Cell cycle arrest in G1 phase may be a cellular mechanism to emerge from circumstances when dormant DNA breakage can happen [130]. Renal epithelial cells have been shown to undergo G1 cell cycle arrest in the setting of ischemic or septic AKI [131], [132]. The cyclin-dependent kinase inhibitor p21 halts cell cycle succession from G1 to S phase. p21-deficient mice are more sensitive to cisplatin-induced AKI, develop a more severe injury, and have a greater mortality, implying that cell cycle arrest is critical in restricting the consequences of AKI [133]. Studies have indicated that both IGFBP7 and TIMP-2 are involved in G1 cell cycle arrest during the very early phases of cellular injury [33], [35].

TIMP-2, a 21-kDa protein, is a member of the TIMP family. TIMP-2 is an endogenous inhibitor of metalloproteinase activities. IGFBP7, a 29-kDa secreted protein, is known to bind and inhibit signaling via insulin-like growth factor 1 receptors. In a healthy patient population, the product of TIMP-2 and IGFBP7 ([TIMP-2]×[IGFBP7]) was not significantly different between men and women but showed a small reverse correlation with age [134].

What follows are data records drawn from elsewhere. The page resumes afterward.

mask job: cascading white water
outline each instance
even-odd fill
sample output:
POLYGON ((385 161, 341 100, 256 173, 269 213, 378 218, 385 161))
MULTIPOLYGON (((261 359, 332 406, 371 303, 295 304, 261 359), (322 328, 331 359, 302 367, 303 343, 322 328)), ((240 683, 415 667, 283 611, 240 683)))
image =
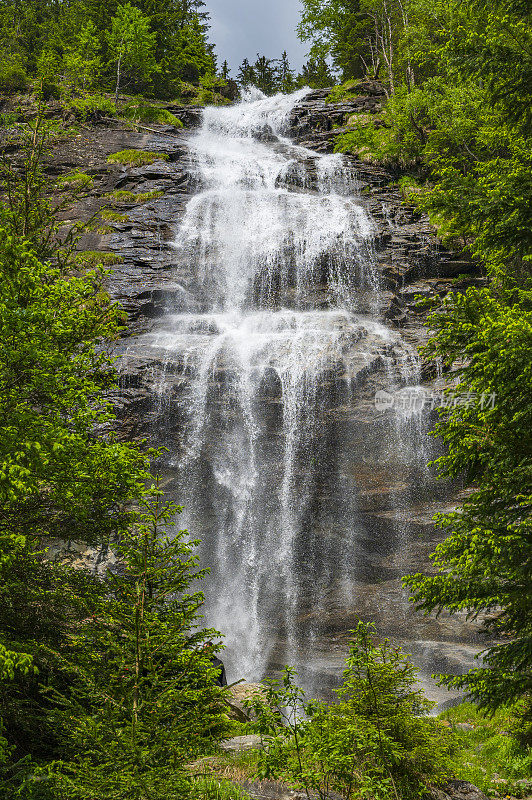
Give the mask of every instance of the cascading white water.
POLYGON ((305 91, 205 110, 175 239, 194 307, 146 339, 183 378, 178 437, 163 443, 212 566, 207 622, 233 679, 308 659, 320 610, 353 604, 369 534, 345 488, 342 409, 361 376, 379 368, 399 385, 394 365, 416 363, 376 320, 356 174, 283 135, 305 91))

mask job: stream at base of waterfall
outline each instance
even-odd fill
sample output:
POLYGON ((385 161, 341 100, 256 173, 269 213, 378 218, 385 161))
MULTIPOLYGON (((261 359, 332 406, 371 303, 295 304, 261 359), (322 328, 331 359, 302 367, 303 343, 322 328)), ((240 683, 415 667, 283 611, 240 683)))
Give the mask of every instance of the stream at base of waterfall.
POLYGON ((434 544, 412 527, 438 493, 428 422, 374 401, 420 391, 417 349, 384 324, 352 162, 287 138, 306 91, 205 109, 175 232, 185 310, 142 346, 160 366, 156 437, 178 522, 211 568, 205 622, 225 637, 229 680, 291 664, 323 694, 357 615, 423 676, 448 663, 400 582, 434 544))

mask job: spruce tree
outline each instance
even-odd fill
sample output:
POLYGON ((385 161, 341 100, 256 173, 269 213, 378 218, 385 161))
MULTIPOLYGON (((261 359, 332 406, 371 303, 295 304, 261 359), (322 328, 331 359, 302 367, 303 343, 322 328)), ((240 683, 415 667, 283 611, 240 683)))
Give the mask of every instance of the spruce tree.
POLYGON ((194 588, 197 541, 173 530, 181 508, 158 485, 114 549, 105 594, 73 642, 72 689, 56 695, 68 763, 58 786, 69 800, 167 800, 188 796, 187 760, 227 730, 216 684, 214 630, 201 628, 194 588))

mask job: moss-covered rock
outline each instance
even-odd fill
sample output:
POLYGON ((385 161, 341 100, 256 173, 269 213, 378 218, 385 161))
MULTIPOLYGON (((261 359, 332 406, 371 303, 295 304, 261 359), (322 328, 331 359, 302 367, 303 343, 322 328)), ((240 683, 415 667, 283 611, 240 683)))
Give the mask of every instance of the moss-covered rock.
POLYGON ((168 161, 166 153, 155 153, 151 150, 119 150, 111 153, 108 164, 123 164, 128 167, 144 167, 154 161, 168 161))

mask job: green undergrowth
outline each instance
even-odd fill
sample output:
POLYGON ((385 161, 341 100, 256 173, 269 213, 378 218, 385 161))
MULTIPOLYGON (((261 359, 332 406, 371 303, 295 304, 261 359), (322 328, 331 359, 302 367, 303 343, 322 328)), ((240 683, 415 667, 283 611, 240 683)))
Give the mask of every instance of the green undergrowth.
POLYGON ((64 100, 67 108, 72 109, 76 116, 82 119, 90 117, 109 116, 116 114, 116 106, 113 101, 104 94, 86 94, 82 96, 69 97, 64 100))
POLYGON ((155 153, 152 150, 119 150, 107 158, 108 164, 122 164, 128 167, 144 167, 154 161, 168 161, 166 153, 155 153))
POLYGON ((520 745, 511 735, 516 725, 512 709, 500 709, 489 717, 472 703, 462 703, 445 711, 440 719, 450 723, 458 740, 453 757, 457 778, 473 783, 490 797, 532 794, 532 748, 520 745))
POLYGON ((107 200, 114 200, 118 203, 145 203, 148 200, 158 200, 163 196, 164 192, 158 189, 153 189, 151 192, 128 192, 126 189, 116 189, 105 195, 107 200))
POLYGON ((250 800, 247 792, 224 778, 201 775, 192 783, 191 800, 250 800))
POLYGON ((357 88, 360 81, 352 80, 341 83, 338 86, 333 86, 330 93, 327 95, 326 103, 340 103, 343 100, 350 100, 358 96, 357 88))
POLYGON ((182 128, 183 123, 166 108, 160 108, 146 103, 130 103, 122 111, 121 115, 132 122, 155 123, 159 125, 173 125, 174 128, 182 128))

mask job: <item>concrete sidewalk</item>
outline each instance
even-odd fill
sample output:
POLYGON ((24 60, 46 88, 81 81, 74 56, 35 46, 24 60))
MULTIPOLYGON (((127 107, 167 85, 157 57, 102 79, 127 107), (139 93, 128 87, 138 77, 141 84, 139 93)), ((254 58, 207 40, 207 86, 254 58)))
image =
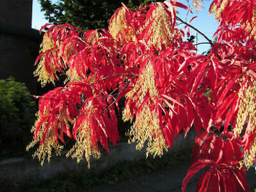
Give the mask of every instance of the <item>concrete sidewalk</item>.
MULTIPOLYGON (((93 192, 181 191, 182 180, 189 166, 189 163, 186 163, 150 173, 145 173, 129 180, 100 185, 90 191, 93 192)), ((200 173, 196 174, 192 178, 186 187, 186 192, 195 191, 197 179, 199 177, 200 173)), ((253 168, 250 168, 248 172, 247 183, 250 188, 256 184, 256 173, 253 168)))

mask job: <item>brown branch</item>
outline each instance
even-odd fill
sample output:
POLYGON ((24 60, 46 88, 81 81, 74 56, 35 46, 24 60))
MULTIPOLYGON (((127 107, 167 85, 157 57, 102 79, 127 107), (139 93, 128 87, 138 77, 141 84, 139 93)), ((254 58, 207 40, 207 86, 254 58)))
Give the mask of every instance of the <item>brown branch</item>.
POLYGON ((106 77, 104 77, 102 79, 100 79, 94 83, 93 83, 92 84, 95 84, 97 83, 100 81, 104 81, 106 79, 109 79, 109 78, 113 78, 113 77, 118 77, 118 76, 133 76, 134 77, 138 77, 138 76, 135 76, 134 74, 116 74, 116 75, 114 75, 114 76, 108 76, 106 77))
POLYGON ((209 42, 198 43, 198 44, 195 44, 194 45, 201 45, 201 44, 210 44, 210 43, 209 42))
POLYGON ((176 16, 177 19, 180 21, 181 22, 183 22, 184 24, 188 26, 189 27, 191 28, 192 29, 193 29, 195 31, 196 31, 196 32, 199 33, 200 34, 201 34, 208 42, 209 43, 211 44, 211 46, 212 46, 212 42, 211 41, 211 40, 210 40, 208 37, 206 36, 205 35, 204 35, 202 32, 201 32, 200 31, 199 31, 198 29, 197 29, 196 28, 195 28, 194 26, 191 26, 191 24, 189 24, 189 23, 186 22, 186 21, 183 20, 182 19, 181 19, 180 17, 179 17, 178 16, 176 16))

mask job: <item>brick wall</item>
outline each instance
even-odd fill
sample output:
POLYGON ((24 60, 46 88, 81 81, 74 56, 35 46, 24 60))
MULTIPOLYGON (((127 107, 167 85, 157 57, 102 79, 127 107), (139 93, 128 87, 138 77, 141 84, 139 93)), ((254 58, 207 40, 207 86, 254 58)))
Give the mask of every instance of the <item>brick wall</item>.
POLYGON ((31 18, 32 0, 0 0, 0 23, 31 28, 31 18))
POLYGON ((33 72, 42 36, 31 29, 31 15, 32 0, 0 0, 0 79, 12 76, 37 94, 33 72))

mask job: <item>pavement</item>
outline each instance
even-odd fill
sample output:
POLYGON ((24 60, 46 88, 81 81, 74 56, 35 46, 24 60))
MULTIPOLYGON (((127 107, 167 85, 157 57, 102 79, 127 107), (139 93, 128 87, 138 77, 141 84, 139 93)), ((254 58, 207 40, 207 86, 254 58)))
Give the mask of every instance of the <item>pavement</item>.
MULTIPOLYGON (((143 173, 133 179, 106 184, 94 187, 93 192, 114 191, 181 191, 182 180, 189 168, 189 163, 185 163, 172 168, 157 170, 150 173, 143 173)), ((197 179, 200 173, 196 174, 186 188, 186 192, 195 191, 197 179)), ((247 183, 250 188, 256 184, 256 173, 253 168, 248 171, 247 183)))

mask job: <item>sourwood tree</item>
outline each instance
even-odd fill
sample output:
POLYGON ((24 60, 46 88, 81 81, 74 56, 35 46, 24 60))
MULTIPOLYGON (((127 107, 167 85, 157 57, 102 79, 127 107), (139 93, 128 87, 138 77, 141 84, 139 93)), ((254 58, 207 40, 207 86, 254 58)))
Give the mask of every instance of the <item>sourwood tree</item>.
MULTIPOLYGON (((199 5, 200 0, 193 4, 199 5)), ((63 74, 65 86, 39 99, 34 154, 42 164, 76 140, 67 153, 79 162, 99 158, 101 145, 119 139, 116 113, 125 97, 124 121, 132 125, 129 142, 147 155, 163 156, 180 131, 197 132, 191 166, 182 186, 207 167, 197 191, 249 191, 246 168, 256 152, 256 1, 214 0, 209 12, 219 26, 207 55, 198 54, 185 33, 178 1, 136 10, 125 4, 111 17, 108 30, 83 31, 47 24, 35 75, 44 86, 63 74)), ((192 18, 193 19, 193 18, 192 18)), ((188 37, 189 36, 188 34, 188 37)))

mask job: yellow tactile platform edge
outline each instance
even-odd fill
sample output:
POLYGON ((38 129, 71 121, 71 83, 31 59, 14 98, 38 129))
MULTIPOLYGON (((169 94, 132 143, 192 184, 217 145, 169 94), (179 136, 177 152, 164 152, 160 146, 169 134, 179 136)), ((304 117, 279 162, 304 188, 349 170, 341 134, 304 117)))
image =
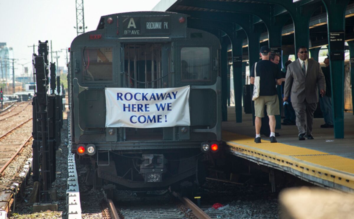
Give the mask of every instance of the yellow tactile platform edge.
POLYGON ((230 150, 354 189, 354 160, 315 150, 270 143, 223 131, 222 139, 230 150))

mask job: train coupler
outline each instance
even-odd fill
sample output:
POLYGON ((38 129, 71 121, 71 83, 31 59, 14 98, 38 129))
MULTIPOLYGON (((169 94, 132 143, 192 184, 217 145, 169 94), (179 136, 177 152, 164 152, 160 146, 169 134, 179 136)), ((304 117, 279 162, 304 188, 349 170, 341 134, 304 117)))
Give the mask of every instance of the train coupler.
POLYGON ((145 183, 162 181, 162 174, 166 171, 166 161, 163 154, 143 154, 140 173, 145 183))

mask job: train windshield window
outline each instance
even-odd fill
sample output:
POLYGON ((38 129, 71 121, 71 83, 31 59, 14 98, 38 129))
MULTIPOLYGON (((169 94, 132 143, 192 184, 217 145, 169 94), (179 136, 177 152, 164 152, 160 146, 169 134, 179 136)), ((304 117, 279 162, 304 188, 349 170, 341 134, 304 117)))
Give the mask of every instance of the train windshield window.
POLYGON ((207 47, 185 47, 181 51, 182 81, 210 80, 210 52, 207 47))
POLYGON ((91 81, 112 80, 112 47, 84 48, 84 80, 91 81))

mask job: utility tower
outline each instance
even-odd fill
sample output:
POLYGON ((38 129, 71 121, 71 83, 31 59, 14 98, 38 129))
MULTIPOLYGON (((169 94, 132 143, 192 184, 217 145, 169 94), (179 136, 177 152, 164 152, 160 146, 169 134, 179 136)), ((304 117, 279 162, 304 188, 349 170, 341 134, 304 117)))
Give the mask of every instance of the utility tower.
POLYGON ((76 3, 76 33, 79 36, 85 32, 85 22, 84 19, 84 0, 75 0, 76 3))

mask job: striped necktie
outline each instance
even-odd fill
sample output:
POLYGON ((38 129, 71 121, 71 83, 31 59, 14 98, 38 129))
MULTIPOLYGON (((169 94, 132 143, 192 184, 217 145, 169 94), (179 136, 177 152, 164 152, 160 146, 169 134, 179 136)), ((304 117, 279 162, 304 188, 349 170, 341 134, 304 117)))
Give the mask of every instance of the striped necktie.
POLYGON ((304 75, 306 76, 306 68, 305 67, 305 61, 302 62, 302 66, 301 67, 302 69, 302 72, 304 73, 304 75))

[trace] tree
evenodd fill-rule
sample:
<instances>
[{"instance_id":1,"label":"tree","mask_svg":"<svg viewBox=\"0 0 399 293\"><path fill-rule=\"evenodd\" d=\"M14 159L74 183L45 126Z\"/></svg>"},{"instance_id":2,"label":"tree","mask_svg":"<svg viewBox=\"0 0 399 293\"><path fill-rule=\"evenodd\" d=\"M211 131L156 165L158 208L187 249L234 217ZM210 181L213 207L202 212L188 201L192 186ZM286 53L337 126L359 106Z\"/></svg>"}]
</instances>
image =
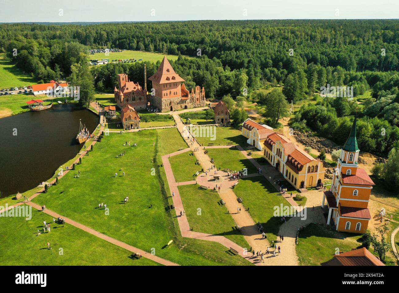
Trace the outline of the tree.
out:
<instances>
[{"instance_id":1,"label":"tree","mask_svg":"<svg viewBox=\"0 0 399 293\"><path fill-rule=\"evenodd\" d=\"M383 261L385 260L385 255L389 247L385 240L385 234L389 229L387 226L387 223L385 223L382 227L379 227L376 230L379 234L381 239L379 241L377 235L373 234L371 236L371 244L374 251L378 254L379 259Z\"/></svg>"},{"instance_id":2,"label":"tree","mask_svg":"<svg viewBox=\"0 0 399 293\"><path fill-rule=\"evenodd\" d=\"M326 159L326 152L324 151L324 149L322 150L322 151L320 152L320 153L319 154L319 155L317 156L317 157L322 161L324 161Z\"/></svg>"},{"instance_id":3,"label":"tree","mask_svg":"<svg viewBox=\"0 0 399 293\"><path fill-rule=\"evenodd\" d=\"M277 126L280 118L288 117L290 115L288 102L278 88L275 88L266 96L266 109L264 116L270 118L273 126Z\"/></svg>"}]
</instances>

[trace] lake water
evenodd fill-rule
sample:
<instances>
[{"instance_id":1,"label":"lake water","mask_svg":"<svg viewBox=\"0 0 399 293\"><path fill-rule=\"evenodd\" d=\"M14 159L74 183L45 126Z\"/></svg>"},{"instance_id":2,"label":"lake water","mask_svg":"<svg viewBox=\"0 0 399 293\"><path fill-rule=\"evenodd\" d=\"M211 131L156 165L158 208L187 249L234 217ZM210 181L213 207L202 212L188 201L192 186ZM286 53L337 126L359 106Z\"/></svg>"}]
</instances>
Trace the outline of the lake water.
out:
<instances>
[{"instance_id":1,"label":"lake water","mask_svg":"<svg viewBox=\"0 0 399 293\"><path fill-rule=\"evenodd\" d=\"M2 196L36 187L74 157L81 147L75 140L80 119L91 133L99 122L87 109L67 104L0 119Z\"/></svg>"}]
</instances>

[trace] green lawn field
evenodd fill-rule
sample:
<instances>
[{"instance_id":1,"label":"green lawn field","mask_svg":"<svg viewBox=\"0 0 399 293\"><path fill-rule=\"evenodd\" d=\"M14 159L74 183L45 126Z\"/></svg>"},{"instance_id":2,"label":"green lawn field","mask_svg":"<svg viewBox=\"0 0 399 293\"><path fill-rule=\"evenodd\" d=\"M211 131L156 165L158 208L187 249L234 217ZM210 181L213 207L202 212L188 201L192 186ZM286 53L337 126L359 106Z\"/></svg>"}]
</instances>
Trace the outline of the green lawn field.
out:
<instances>
[{"instance_id":1,"label":"green lawn field","mask_svg":"<svg viewBox=\"0 0 399 293\"><path fill-rule=\"evenodd\" d=\"M136 143L137 146L124 146L126 141L132 146ZM229 255L226 248L219 244L179 237L176 214L168 208L171 203L164 191L168 193L164 187L164 174L158 176L156 170L161 156L185 145L175 128L123 134L111 133L96 144L93 151L83 158L76 170L67 173L59 184L33 201L179 264L246 264L247 261ZM124 156L116 157L124 151ZM78 170L81 171L80 178L74 178ZM161 170L164 173L162 167ZM129 200L124 204L126 196ZM107 204L109 215L98 208L101 203ZM172 244L166 246L171 240Z\"/></svg>"},{"instance_id":2,"label":"green lawn field","mask_svg":"<svg viewBox=\"0 0 399 293\"><path fill-rule=\"evenodd\" d=\"M109 52L109 56L107 56L105 53L96 53L94 55L89 54L89 59L92 60L101 59L109 59L110 62L112 62L112 59L135 59L137 60L137 62L141 62L138 61L140 59L142 59L143 61L149 61L156 63L157 61L159 60L162 61L164 59L165 55L160 53L152 53L149 52L140 52L140 51L134 51L131 50L126 50L125 51L119 53ZM168 55L168 59L169 60L177 60L177 56L175 55ZM187 56L185 56L187 57ZM191 58L189 57L188 58Z\"/></svg>"},{"instance_id":3,"label":"green lawn field","mask_svg":"<svg viewBox=\"0 0 399 293\"><path fill-rule=\"evenodd\" d=\"M229 148L207 149L208 155L213 158L216 168L239 171L246 168L248 174L256 173L256 168L238 149L234 147Z\"/></svg>"},{"instance_id":4,"label":"green lawn field","mask_svg":"<svg viewBox=\"0 0 399 293\"><path fill-rule=\"evenodd\" d=\"M195 180L196 173L201 172L202 169L201 165L198 165L197 158L190 151L171 157L169 162L176 182Z\"/></svg>"},{"instance_id":5,"label":"green lawn field","mask_svg":"<svg viewBox=\"0 0 399 293\"><path fill-rule=\"evenodd\" d=\"M128 250L69 224L53 223L51 216L34 208L32 210L30 220L0 218L2 265L160 265L144 258L132 258ZM50 232L43 233L45 220L51 223ZM51 250L47 249L47 242Z\"/></svg>"},{"instance_id":6,"label":"green lawn field","mask_svg":"<svg viewBox=\"0 0 399 293\"><path fill-rule=\"evenodd\" d=\"M0 89L16 87L19 88L37 83L37 81L29 75L24 74L5 53L0 54Z\"/></svg>"},{"instance_id":7,"label":"green lawn field","mask_svg":"<svg viewBox=\"0 0 399 293\"><path fill-rule=\"evenodd\" d=\"M358 241L361 236L310 224L299 233L299 243L296 247L299 264L320 265L332 258L337 248L342 252L357 248L361 244Z\"/></svg>"},{"instance_id":8,"label":"green lawn field","mask_svg":"<svg viewBox=\"0 0 399 293\"><path fill-rule=\"evenodd\" d=\"M197 232L224 236L249 250L249 244L227 208L221 203L217 193L199 187L197 184L178 187L190 227Z\"/></svg>"},{"instance_id":9,"label":"green lawn field","mask_svg":"<svg viewBox=\"0 0 399 293\"><path fill-rule=\"evenodd\" d=\"M204 127L215 127L214 132L211 132L211 130L207 130L207 132L203 129ZM198 128L198 130L196 129ZM208 144L212 143L214 146L227 146L228 143L232 142L233 144L239 144L244 146L247 144L247 139L241 135L241 132L236 128L233 127L221 127L216 126L194 126L190 128L192 130L192 132L195 134L196 132L198 136L196 136L196 138L200 144L203 146L207 146ZM208 137L201 137L207 133L214 134L214 136L212 138L211 136L208 135ZM213 140L211 139L215 138Z\"/></svg>"},{"instance_id":10,"label":"green lawn field","mask_svg":"<svg viewBox=\"0 0 399 293\"><path fill-rule=\"evenodd\" d=\"M280 217L274 216L275 206L290 206L280 193L263 176L240 179L234 189L237 197L243 200L245 208L249 208L249 214L256 223L260 222L265 229L269 241L275 240L280 228ZM286 217L289 225L289 217Z\"/></svg>"}]
</instances>

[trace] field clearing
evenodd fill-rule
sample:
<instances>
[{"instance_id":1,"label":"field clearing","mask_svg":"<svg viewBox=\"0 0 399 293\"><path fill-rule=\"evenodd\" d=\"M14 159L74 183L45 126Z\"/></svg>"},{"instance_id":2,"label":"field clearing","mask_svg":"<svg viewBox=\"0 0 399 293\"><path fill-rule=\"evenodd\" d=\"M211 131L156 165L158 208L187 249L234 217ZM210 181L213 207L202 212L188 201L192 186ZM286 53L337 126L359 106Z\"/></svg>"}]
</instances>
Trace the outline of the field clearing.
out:
<instances>
[{"instance_id":1,"label":"field clearing","mask_svg":"<svg viewBox=\"0 0 399 293\"><path fill-rule=\"evenodd\" d=\"M36 85L37 81L28 74L24 74L4 53L0 54L0 89ZM0 97L1 98L1 97Z\"/></svg>"},{"instance_id":2,"label":"field clearing","mask_svg":"<svg viewBox=\"0 0 399 293\"><path fill-rule=\"evenodd\" d=\"M105 53L96 53L94 55L89 54L89 57L91 59L98 59L101 60L101 59L109 59L110 62L112 62L113 59L132 59L134 58L137 60L138 62L141 62L142 61L138 61L139 59L142 59L143 61L149 61L154 63L156 63L157 61L162 61L164 59L165 55L160 53L152 53L149 52L140 52L140 51L132 51L131 50L126 50L122 52L109 52L109 55L107 56ZM192 58L188 56L184 56L187 58ZM177 60L178 56L176 55L168 55L168 59L169 60Z\"/></svg>"}]
</instances>

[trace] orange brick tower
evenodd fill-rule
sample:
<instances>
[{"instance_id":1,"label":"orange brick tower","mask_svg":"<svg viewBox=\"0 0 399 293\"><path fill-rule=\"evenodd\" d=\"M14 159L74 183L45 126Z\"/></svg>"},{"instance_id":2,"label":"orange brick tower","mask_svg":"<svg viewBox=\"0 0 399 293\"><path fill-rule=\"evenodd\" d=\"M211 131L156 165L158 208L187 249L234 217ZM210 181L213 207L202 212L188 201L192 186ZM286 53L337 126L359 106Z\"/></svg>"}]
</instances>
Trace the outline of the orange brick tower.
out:
<instances>
[{"instance_id":1,"label":"orange brick tower","mask_svg":"<svg viewBox=\"0 0 399 293\"><path fill-rule=\"evenodd\" d=\"M355 117L350 134L338 159L331 187L323 195L322 207L324 207L326 199L327 224L331 223L332 216L337 231L363 233L371 218L367 207L374 183L358 165L359 150L356 138L356 122Z\"/></svg>"}]
</instances>

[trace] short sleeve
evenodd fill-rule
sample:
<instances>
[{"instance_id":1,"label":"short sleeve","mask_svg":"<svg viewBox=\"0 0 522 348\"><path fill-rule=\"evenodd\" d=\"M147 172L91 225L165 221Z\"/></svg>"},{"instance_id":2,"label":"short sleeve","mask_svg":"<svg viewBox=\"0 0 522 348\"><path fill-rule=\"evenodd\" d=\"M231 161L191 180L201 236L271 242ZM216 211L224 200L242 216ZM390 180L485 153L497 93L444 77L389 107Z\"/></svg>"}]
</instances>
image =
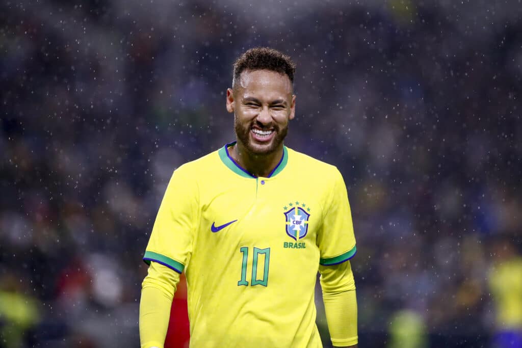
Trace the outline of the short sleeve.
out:
<instances>
[{"instance_id":1,"label":"short sleeve","mask_svg":"<svg viewBox=\"0 0 522 348\"><path fill-rule=\"evenodd\" d=\"M143 257L181 273L192 251L197 187L184 166L174 171L161 201Z\"/></svg>"},{"instance_id":2,"label":"short sleeve","mask_svg":"<svg viewBox=\"0 0 522 348\"><path fill-rule=\"evenodd\" d=\"M357 250L346 186L336 168L330 182L323 223L317 236L321 253L319 263L323 266L343 262L353 257Z\"/></svg>"}]
</instances>

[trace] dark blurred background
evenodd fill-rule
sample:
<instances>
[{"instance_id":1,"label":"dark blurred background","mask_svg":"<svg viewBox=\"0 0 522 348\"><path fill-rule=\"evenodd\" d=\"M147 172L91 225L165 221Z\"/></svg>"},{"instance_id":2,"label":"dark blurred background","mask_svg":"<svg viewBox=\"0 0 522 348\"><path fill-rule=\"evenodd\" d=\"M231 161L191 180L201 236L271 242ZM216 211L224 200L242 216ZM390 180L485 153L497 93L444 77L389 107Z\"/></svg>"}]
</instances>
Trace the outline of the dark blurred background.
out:
<instances>
[{"instance_id":1,"label":"dark blurred background","mask_svg":"<svg viewBox=\"0 0 522 348\"><path fill-rule=\"evenodd\" d=\"M138 346L168 181L234 139L232 64L258 45L298 64L287 145L346 180L359 346L522 346L521 15L515 0L2 2L0 347Z\"/></svg>"}]
</instances>

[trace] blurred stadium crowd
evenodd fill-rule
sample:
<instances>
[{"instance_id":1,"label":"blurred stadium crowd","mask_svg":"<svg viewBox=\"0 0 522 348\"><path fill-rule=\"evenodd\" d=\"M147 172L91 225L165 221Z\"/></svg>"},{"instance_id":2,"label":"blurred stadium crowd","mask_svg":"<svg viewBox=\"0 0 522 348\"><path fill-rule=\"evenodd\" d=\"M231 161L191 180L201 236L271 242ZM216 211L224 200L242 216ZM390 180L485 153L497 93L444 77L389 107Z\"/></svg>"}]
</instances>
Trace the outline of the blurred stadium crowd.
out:
<instances>
[{"instance_id":1,"label":"blurred stadium crowd","mask_svg":"<svg viewBox=\"0 0 522 348\"><path fill-rule=\"evenodd\" d=\"M0 4L0 347L138 346L167 183L234 139L258 45L346 181L361 346L522 346L520 4L265 2Z\"/></svg>"}]
</instances>

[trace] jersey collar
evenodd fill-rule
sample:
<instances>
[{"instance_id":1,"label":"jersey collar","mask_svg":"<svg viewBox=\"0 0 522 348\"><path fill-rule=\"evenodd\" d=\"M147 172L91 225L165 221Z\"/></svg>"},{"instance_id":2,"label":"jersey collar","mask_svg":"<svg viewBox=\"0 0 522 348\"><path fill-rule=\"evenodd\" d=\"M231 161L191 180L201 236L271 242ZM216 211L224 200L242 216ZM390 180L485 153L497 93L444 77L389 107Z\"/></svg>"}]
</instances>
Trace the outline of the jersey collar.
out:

IGFBP7 and TIMP-2 were identified as better AKI prediction biomarkers among 340 potential candidate biomarkers [33]. Urine [TIMP-2]×[IGFBP7] was superior to other biomarkers (plasma NGAL and cystatin C and also urinary NGAL, KIM-1, IL-18, pi-glutathione S-transferase, and L-FABP) and to TIMP-2 and IGFBP7 alone in forecasting AKI stage 2 or 3, with an AUC of 0.8. Also, follow-up studies ascertained an AUC of 0.82 [35] and 0.79 [36] for the prediction of AKI stages 2 and 3, respectively. These findings indicated that, in the ICU setting, [TIMP-2]×[IGFBP7] is a fair to excellent biomarker in predicting moderate to severe AKI within 12 h. This test was found to perform better mainly among those who are categorized at high risk for AKI. Application of this test among lower-risk patients resulted in suboptimal performance of the test. For example, Bell et al. evaluated the predictive performance of [TIMP-2]×[IGFBP7], analyzed by NephroCheck, a commercial point-of-care kit (Astute Medical, Inc), in 94 patients with urine collected within 48 h of ICU admission. The investigators failed to show that urine [TIMP-2]×[IGFBP7] was useful for predicting AKI [34]. In addition, they found an independent association between diabetes and elevated [TIMP-2]×[IGFBP7] levels. In long-term follow-up of the original validation study (i.e. Sapphire study), Koyner et al. showed that urine [TIMP-2]×[IGFBP7] levels at the time of ICU admission were predictive of a composite long-term outcome of death or RRT requirement during the next 9 months in patients who developed AKI [135]. [TIMP-2]×[IGFBP7] was also investigated in other settings, including cardiac surgery patients [37], [38], [39] and major surgery patients [40], [41], showing AUCs between 0.7 and 0.85 for AKI prediction. Nevertheless, the performance data of [TIMP-2]×[IGFBP7] in different patient populations outside the ICU/perioperative setting is still lacking.

Calprotectin

Calprotectin is a 24-kDa heterodimer composed of the two monomers S100A8 (10,835 Da) and S100A9 (13,242 Da) [136]. It was initially recognized as an antimicrobial protein in the cytoplasm of neutrophil granulocytes. Intracellular calprotectin's principal function is to associate with the cytoskeleton, whereas when secreted by activated immune cells, it serves as a danger-associated molecular pattern protein [137]. No singular receptor uses calprotectin signal transduction, but S100A8 and S100A9 have been noted to be endogenous activators of Toll-like receptor 4 [138].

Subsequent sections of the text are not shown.